Dia ingin menyerah. Namun hatinya tetap menolak. Meskipun saat ini hatinya tengah hancur tapi kenapa, kenapa untuk melepaskan pria itu sangat sulit?
Tidak.
Raya pun ingin bebas. Dia ingin bahagia. Dia ingin hidup seperti gadis lainnya. Menikmati masa remaja mereka dengan bahagia. Bukan seperti saat ini, terus menjadi bayangan seseorang. Raya tidak menyukainya.

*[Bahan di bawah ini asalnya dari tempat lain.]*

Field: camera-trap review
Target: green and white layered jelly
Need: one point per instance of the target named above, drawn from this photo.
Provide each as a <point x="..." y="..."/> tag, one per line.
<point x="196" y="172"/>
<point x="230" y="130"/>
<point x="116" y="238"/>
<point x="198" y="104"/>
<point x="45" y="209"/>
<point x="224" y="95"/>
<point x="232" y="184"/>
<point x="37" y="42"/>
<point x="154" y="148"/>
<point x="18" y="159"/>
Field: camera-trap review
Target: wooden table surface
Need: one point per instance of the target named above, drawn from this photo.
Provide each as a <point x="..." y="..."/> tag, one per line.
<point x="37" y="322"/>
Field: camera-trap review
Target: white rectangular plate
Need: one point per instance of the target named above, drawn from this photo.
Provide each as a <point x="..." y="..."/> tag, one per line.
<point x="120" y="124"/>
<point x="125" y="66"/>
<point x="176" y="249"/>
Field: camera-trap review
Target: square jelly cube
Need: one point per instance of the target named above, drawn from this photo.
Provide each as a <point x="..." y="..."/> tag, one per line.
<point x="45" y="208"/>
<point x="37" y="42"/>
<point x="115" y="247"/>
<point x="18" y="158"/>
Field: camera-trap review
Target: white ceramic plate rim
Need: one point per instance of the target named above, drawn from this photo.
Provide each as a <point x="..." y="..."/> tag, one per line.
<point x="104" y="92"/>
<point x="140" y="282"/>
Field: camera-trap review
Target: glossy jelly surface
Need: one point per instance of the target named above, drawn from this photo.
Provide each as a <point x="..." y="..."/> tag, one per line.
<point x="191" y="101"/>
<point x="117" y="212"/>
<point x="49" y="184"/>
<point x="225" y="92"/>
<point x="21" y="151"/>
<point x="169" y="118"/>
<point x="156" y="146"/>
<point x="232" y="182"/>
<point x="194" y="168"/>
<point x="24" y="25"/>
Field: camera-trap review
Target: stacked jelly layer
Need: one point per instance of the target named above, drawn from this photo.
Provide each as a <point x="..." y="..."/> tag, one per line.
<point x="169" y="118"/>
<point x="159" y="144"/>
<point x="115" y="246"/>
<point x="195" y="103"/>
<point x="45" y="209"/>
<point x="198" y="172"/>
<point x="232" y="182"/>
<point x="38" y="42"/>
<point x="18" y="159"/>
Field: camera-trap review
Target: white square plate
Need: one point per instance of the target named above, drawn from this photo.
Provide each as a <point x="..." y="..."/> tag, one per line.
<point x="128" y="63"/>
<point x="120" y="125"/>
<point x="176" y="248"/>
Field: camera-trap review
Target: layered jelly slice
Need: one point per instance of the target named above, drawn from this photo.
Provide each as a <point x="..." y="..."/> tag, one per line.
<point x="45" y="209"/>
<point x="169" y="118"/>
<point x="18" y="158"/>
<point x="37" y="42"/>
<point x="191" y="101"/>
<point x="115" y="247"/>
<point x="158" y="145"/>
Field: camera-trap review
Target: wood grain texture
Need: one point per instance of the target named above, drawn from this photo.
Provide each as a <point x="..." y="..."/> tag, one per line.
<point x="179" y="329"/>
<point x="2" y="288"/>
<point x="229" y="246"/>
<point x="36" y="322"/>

Lebih baik hidup sendiri meskipun tidak ada yang mengakui kehadirannya. Di bandingkan dengan mendapatkan perhatian dan pengakuan dari orang lain tapi dengan sosok bayangan orang lain. Bukankah itu lebih menyakitkan? Di saat dirimu hadir diantara mereka, namun identitasmu tak pernah mereka anggap ada. Ya Bayangan. Sebuah bayangan. Yang selalu mengikuti cahaya dimanapun dia berada.
Menyerah?
Apakah Raya harus mengambil keputusan itu?
Apa dia bisa?
Tuhan. Kenapa? Saat Hito menganggap Dirinya sosok gadis itu, kenapa saat ini hatinya lebih sakit dari sebelumnya? Apa yang sedang terjadi padanya? Kenapa, hanya untuk mengambil napas pun sangat sulit. Sebenarnya apa yang sedang terjadi padanya Tuhan?